Challenge: Le nouveau projet de loi relatif à l’autoconsommation va entrer dans le circuit législatif sous peu.  Ce texte de loi a fait couler beaucoup d’encre, très particulièrement sur le réseau professionnel LinkedIn, où vous avez eu plusieurs réactions et propositions, et avez formulé des propositions de révision de cette loi : couper la poire en deux.  Vos dernières publications concernaient le projet des plaques solaires dans les mosquées. Où en est-on sur ce projet ? 
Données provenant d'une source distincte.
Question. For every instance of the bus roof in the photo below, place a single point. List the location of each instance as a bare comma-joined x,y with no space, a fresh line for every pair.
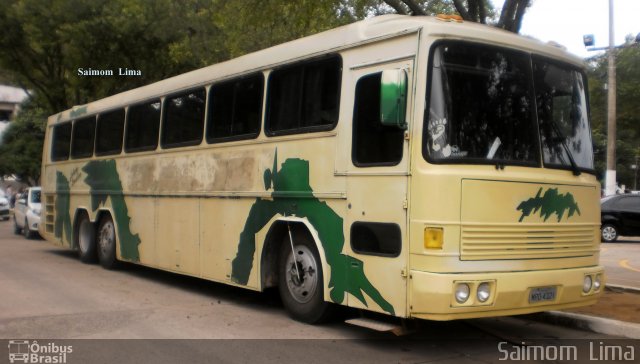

Said Guemra: Je vais peut-être commencer par la dernière question, à savoir le projet des plaques solaires dans les mosquées, qui est un exemple très didactique, et qui peut nous aider à  mieux comprendre la problématique de l’autoconsommation posée par la nouvelle loi. Pour faire court à ce sujet, nous avons au Maroc plus de 50.000 mosquées. Le besoin électrique d’une mosquée se résume à l’éclairage lors des prières Alfajr et les deux prières Maghrib et Ichaa, et donc du lever au coucher du soleil aucun besoin n’est exprimé. Quand vous mettez des plaques photovoltaïques dans une mosquée, l’électricité produite bien évidement le jour, ne trouve pas preneur, vous devez l’injecter dans le réseau, ce qui est interdit à ce jour, ou vous arrêtez la production tout simplement : vous êtes perdants dans les deux cas, dans la mesure où le stockage sur batteries constitue une aberration économique. Nous avions mis en place des mesures d’énergie 4.0 sur une mosquée type à Rabat durant deux mois, et nous avons démontré par la mesure, que ce projet est une aberration. Un grand travail de communication a été réalisé avec mes amis Jamal Hajjam et Fouad Akaly pour sensibiliser les décideurs. Notre équipe a ainsi évité à notre nation une grande catastrophe : un prêt international de 600 Millions d’euros afin  d’équiper 15.000 mosquées avec du photovoltaïque. Cela ne veut pas dire que le photovoltaïque est un mauvais choix, loin de là, mais il doit être mis là où le faut, comme il le faut. Cela dit, en changeant uniquement les lampes d’une mosquée, on peut réduire sa consommation de plus de 70%.  On ne peut pas attribuer cette économie au solaire. Une décision a été prise quelque part, le bon sens a triomphé.  Je reste très fier d’avoir évité à mon pays une si grande perte.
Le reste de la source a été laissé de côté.